GEOG 176A. Introduction to Geographic Information Systems and Science
(4) CLARKE, JANOWICZ, KUHN
Prerequisite: Geog 12 or Geog W 12
Comprehensive overview of Geographic Information Systems and Science. Topics span the nature of geographic information and the procedures for operating GIS. Labs provide hands-on experience with GIS and related software.
GEOG 176B. Technical Issues in Geographic Information Systems
(5) CLARKE, JANOWICZ, MURRAY
Prerequisite: A minimum grade of C in Geography 176A.
Study of the technical issues underlying geographic information systems, including coordinate systems and analytic geometry, database models and structures, algorithms and analytical procedures. Laboratory analysis of digital geographic information from physical and social sources.
GEOG 176C. GIS Design and Applications
(5) CLARKE, JANOWICZ
Prerequisite: Geography 176B with a minimum grade of C.
Applying GIS theory and techniques to solve problems in land and resourcemanagement, utilities, and municipal government. Covers all stages of a GIS project: planning, design, analysis, and presentation. Students collaborate to design, develop, and present a GIS pilot study.
GEOG 178. Conceptual Modeling and Programming for the Geo-Sciences
(5) JANOWICZ
Recommended Preparation: Geography 176A or Earth Science 176
A project-based course introducing major conceptual modeling paradigms and object oriented programming from a Geoinformatics perspective. The class isintended for undergraduate students from Geography and the broader Geo-Sciences who have limited (or no previous) experience in software engineering.
GEOG 181A. GIScience Research
(4) CLARKE
Prerequisite: Geography 176A.
Enrollment Comments: Concurrently offered with Geog 281A. Quarters usually offered: Winter.
Introduction to GIScience as an academic research field, conducted through review, discussion, and presentation of seminal works from leading journals. Labs reinforce and develop students' existing techniques on problems of research- level difficulty in spatial analysis, cognition, and mobile GIS.
GEOG 181B. GIScience Studies
(4) CLARKE
Prerequisite: Geog 181A.
Enrollment Comments: Concurrently offered with 281B. Quarters usually offered: Spring.
Builds on previous course through in-depth examination of topics chosen by interests of leading professor. Labs emphasize development of advancedspatial analytical skills, cutting edge visualization techniques and spatio-temporal modeling. Course concludes with an individual GIScience project.
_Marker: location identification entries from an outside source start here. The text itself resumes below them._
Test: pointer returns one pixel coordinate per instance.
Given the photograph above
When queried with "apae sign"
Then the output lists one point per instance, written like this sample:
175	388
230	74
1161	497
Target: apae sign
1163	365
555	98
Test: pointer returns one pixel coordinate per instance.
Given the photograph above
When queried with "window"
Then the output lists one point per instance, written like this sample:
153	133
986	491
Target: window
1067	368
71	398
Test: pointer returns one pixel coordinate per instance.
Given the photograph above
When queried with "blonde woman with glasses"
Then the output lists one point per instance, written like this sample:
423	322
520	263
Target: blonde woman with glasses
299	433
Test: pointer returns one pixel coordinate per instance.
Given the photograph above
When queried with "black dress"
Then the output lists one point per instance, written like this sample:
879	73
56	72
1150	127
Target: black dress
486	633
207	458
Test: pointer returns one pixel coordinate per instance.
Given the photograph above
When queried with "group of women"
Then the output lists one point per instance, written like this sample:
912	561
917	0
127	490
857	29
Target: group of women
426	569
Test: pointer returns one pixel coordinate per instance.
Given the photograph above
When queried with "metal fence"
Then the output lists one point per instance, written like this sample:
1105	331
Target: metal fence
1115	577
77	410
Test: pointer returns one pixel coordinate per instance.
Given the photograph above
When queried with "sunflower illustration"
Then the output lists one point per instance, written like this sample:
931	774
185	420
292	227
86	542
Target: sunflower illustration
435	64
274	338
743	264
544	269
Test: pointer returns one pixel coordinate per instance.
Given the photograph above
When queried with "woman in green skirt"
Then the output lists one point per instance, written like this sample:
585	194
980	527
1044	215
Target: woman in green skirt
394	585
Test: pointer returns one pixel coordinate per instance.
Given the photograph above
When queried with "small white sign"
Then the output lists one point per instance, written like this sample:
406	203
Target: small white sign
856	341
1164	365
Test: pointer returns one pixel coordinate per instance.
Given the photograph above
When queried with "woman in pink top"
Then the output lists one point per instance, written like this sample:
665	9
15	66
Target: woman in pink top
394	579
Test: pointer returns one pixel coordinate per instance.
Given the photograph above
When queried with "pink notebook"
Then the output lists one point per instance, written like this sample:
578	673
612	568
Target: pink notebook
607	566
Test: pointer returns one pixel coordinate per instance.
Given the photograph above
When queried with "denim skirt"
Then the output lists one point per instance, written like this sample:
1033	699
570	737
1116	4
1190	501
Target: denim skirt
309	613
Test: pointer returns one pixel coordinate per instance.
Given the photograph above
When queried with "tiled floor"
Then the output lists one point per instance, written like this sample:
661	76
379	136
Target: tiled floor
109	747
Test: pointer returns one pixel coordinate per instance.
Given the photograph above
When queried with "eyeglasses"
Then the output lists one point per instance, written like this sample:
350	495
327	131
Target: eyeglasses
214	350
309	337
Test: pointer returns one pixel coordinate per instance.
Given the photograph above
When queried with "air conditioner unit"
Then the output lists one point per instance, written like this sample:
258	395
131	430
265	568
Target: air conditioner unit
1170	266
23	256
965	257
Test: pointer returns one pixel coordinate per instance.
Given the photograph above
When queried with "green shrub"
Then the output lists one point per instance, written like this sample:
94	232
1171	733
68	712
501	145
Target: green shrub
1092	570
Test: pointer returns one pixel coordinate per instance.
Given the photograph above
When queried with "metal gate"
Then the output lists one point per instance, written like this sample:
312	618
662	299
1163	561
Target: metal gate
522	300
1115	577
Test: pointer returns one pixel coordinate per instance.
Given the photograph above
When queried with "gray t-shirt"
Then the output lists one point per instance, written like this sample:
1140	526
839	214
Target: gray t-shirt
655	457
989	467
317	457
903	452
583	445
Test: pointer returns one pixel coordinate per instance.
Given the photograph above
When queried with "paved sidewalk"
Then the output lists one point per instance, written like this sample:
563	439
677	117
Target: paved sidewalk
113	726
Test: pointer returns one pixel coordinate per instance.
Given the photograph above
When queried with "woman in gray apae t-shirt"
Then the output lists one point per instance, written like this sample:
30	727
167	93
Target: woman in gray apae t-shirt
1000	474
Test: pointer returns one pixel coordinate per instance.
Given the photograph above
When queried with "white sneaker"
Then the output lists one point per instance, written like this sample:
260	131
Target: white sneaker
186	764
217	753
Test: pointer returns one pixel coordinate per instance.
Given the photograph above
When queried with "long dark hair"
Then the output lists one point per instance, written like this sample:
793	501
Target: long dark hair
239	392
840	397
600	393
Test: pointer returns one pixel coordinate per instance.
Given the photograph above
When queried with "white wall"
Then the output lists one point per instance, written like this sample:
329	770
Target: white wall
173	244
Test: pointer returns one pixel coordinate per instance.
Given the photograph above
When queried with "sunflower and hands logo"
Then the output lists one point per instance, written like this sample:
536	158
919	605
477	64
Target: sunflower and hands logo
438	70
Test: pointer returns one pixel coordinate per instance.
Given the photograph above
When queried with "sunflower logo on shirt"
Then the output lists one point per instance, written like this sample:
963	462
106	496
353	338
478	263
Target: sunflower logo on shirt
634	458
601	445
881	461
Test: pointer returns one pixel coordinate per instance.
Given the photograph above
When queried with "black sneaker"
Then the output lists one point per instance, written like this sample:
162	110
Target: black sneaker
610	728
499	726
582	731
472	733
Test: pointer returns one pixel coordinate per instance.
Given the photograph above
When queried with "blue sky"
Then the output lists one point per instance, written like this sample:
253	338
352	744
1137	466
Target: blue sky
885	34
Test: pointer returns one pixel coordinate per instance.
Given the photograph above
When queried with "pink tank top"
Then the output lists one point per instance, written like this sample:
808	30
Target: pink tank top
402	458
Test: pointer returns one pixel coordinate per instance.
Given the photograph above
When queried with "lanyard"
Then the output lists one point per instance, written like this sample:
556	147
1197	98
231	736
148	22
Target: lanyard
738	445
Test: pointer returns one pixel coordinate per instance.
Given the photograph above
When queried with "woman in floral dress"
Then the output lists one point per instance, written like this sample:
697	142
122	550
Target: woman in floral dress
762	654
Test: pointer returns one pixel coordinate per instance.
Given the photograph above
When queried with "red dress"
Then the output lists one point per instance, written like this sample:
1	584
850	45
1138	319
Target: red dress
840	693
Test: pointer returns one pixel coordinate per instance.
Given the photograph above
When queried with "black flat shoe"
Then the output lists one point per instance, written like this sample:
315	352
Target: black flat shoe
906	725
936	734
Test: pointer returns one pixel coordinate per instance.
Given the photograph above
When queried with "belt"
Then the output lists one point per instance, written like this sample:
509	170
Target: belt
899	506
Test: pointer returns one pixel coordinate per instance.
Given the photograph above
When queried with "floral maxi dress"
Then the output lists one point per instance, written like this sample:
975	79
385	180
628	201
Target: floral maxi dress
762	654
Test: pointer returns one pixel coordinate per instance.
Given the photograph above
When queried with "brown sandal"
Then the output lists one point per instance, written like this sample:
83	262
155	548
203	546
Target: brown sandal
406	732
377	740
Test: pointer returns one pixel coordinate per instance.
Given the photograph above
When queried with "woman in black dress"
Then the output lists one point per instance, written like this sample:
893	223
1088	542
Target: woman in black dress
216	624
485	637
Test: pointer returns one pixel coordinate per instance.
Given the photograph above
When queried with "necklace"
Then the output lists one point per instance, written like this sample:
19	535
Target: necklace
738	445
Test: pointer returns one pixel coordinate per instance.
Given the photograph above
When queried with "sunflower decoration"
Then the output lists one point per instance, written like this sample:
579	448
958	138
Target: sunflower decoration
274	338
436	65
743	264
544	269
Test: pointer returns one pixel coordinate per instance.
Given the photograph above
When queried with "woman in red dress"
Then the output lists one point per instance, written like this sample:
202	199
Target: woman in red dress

GEOG 182. Global Cities in the Information Age
(4) MURRAY
Prerequisite: Geography 5.
Study of the economic, social, and political networks that link together cities of global importance. Specializations and roles of global cities in the information age economy. Examination of individual cities at the top tiers of the global urban hierarchy.
GEOG 183. Cartographic Design and Geovisualization
(4) CLARKE
Prerequisite: Geography 12 or 176A
Technical introduction to graphic representation and visualization of geographic information. Lectures cover static and dynamic design aspects, thematic mapping, interface design, animation, and 3D. Labs provide experience designing thematic maps and constructing basic GeoVis tools with current software.
GEOG 184. Introduction to Cartographic Programming
(4) CLARKE
Prerequisite: Computer Science 5 and Geography 12.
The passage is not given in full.